Maybe stuff that has to do with the on-disk directory structure, like
XLOGDIR and XLOG_FNAME_LEN, as well as stuff that has to do with where
bytes are located, like XLByteToSeg, should move to another file.
Besides that, which is the biggest part of the file, there's also
stuff that has to do with the page and record format generally (like
XLOG_PAGE_MAGIC and SizeOfXLogShortPHD) and stuff that is used for
certain specific WAL record types (like xl_parameter_change and
xl_restore_point) and some random rmgr-related things (like RmgrData
and the stuff that folllows) and the usual assortment of random GUCs
and global variables (like RecoveryTargetAction and
ArchiveRecoveryRequested).

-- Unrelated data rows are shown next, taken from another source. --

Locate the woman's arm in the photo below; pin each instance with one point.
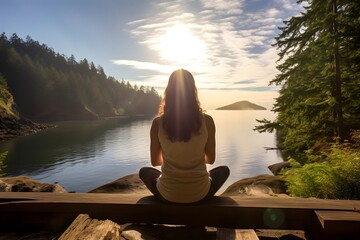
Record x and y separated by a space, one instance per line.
155 147
210 144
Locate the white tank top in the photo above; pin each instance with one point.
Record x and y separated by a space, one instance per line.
184 176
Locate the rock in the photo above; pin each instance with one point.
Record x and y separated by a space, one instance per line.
26 184
84 227
277 167
261 185
128 184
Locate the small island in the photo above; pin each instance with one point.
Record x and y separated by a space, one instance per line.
242 105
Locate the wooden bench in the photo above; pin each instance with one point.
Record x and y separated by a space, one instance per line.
58 210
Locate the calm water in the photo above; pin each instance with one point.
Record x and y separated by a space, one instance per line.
84 155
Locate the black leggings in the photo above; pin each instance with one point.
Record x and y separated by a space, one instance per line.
218 176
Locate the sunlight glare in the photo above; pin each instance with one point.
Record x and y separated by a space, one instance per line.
181 46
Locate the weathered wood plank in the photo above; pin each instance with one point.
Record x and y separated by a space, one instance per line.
339 221
236 234
83 227
97 198
55 211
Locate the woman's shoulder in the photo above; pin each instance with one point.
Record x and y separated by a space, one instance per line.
207 117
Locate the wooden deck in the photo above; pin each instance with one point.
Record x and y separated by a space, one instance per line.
320 219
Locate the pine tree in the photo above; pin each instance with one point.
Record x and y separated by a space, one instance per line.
316 59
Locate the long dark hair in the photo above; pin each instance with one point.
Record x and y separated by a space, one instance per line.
180 107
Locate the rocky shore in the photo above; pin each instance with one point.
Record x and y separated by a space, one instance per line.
11 127
264 185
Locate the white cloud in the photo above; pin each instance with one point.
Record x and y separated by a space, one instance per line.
236 44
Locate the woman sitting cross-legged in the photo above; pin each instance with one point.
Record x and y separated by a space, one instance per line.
182 142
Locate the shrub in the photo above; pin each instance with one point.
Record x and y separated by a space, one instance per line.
338 177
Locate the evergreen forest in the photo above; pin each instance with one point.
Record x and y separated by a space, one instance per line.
48 86
318 108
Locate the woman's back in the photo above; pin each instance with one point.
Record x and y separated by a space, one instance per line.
184 175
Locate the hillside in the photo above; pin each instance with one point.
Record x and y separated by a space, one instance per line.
11 124
48 86
242 105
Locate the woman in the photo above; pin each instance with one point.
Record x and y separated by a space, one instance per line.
182 142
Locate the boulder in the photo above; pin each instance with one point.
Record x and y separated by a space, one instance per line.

Maybe it doesn't make sense to split this
up into a thousand tiny little header files, but I think some
rethinking would be a good idea, because it really doesn't make much
sense to me to mix stuff that has to do with file-naming conventions,
which a bunch of frontend code needs to know about, together with a
bunch of backend-only things.

--
Robert Haas
EDB: http://www.enterprisedb.com



Re: Move backup-related code to xlogbackup.c/.h

From
Bharath Rupireddy
Date:
On Thu, Oct 13, 2022 at 4:43 PM Alvaro Herrera <alvherre@alvh.no-ip.org> wrote:
>

Thanks for reviewing.

> > Hm. Agree. But, that requires us to include xlogbackup.h in
> > xlog_internal.h for SessionBackupState enum in
> > ResetXLogBackupActivity(). Is that okay?
>
> It's not great, but it's not *that* bad, ISTM, mainly because
> xlog_internal.h will affect less stuff than xlog.h.

Moved them to xlog_internal.h without xlogbackup.h included, please see below.

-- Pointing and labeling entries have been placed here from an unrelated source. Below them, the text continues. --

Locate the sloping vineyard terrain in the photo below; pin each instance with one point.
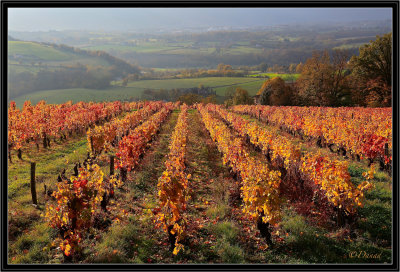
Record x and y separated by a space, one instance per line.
156 182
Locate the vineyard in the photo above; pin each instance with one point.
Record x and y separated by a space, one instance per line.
156 182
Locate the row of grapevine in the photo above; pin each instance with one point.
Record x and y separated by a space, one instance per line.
78 199
81 198
260 184
41 122
132 146
104 137
172 185
358 131
332 176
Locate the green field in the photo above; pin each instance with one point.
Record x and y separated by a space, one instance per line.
135 89
286 77
33 57
218 83
79 94
38 51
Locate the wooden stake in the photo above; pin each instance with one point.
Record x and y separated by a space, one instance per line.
111 165
33 183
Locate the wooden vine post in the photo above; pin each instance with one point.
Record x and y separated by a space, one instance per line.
112 165
33 183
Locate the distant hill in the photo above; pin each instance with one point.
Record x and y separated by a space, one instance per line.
34 66
27 56
11 38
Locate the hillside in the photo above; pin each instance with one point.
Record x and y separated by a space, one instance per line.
34 66
28 56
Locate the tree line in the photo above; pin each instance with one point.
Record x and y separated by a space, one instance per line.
334 79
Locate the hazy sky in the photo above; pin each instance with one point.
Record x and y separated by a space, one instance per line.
43 19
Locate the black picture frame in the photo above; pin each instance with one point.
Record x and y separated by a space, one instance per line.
394 5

> > SessionBackupState and it needs to be set before we release WAL insert
> > locks, see the comment [1].
>
> I see.  Maybe we could keep that enum in xlog.h, instead.

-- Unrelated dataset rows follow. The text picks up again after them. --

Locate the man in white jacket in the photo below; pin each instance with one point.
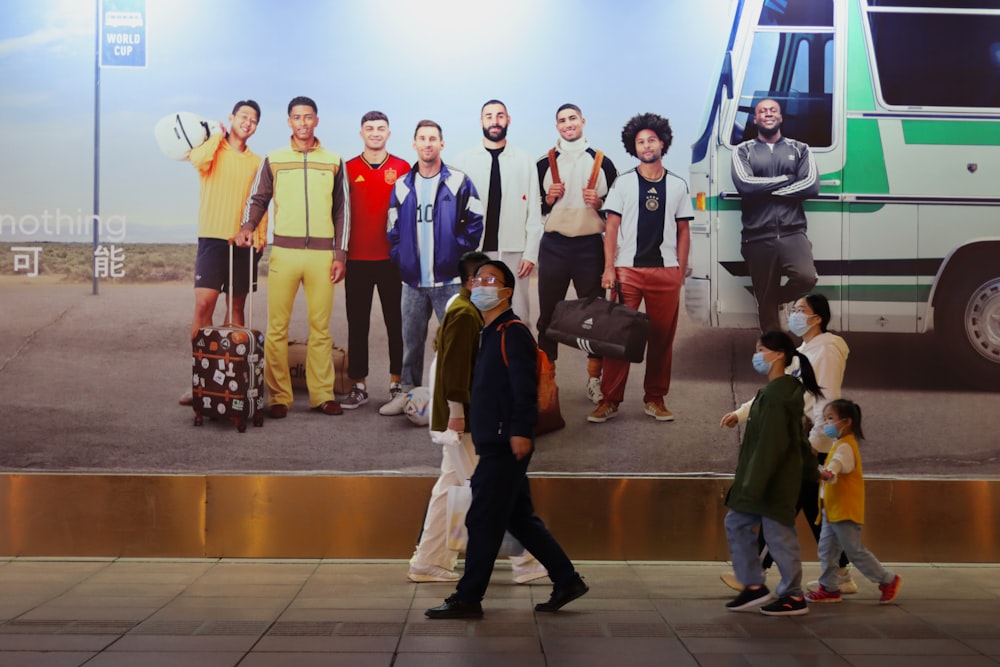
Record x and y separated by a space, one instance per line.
507 183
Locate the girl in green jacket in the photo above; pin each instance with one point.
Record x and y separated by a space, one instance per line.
774 457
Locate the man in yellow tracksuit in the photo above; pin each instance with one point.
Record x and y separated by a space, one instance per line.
311 229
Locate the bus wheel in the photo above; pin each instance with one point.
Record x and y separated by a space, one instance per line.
969 322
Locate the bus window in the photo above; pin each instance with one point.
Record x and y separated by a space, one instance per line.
936 59
794 68
797 13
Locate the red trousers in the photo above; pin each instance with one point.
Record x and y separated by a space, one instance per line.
660 289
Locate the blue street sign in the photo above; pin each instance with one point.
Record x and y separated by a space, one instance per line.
123 33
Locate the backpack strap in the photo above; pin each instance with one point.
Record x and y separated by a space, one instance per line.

It's not required now, please see below.

> While looking at how that works: I think calling a local variable
> "session_backup_state" is super confusing, seeing that we have a
> file-global variable called sessionBackupState.  I recommend naming the
> local "newstate" or something along those lines instead.
>
> I wonder why does pg_backup_start_callback() not change the backup state
> before your patch.  This seems a gratuitous difference, or is it?  If
> you change that code so that it also sets the status to BACKUP_NONE,
> then you can pass a bare SessionBackupState to ResetXLogBackupActivity
> rather than a pointer to one, which is a very strange arrangement that
> exists only so that you can have a third state (NULL) meaning "don't
> change state" -- that looks quite weird.
>
> Alternatively, if you don't want or can't change
> pg_backup_start_callback to pass a valid state value, another solution
> might be to pass a separate boolean "change state".
>
> But I would look at having another patch before your series that changes
> pg_backup_start_callback to make the code identical for the three
> callers, then you can simplify the patched code.

The pg_backup_start_callback() can just go ahead and reset
sessionBackupState. However, it leads us to the complete removal of
pg_backup_start_callback() itself and use do_pg_abort_backup()
consistently across, saving 20 LOC attached as v5-0001.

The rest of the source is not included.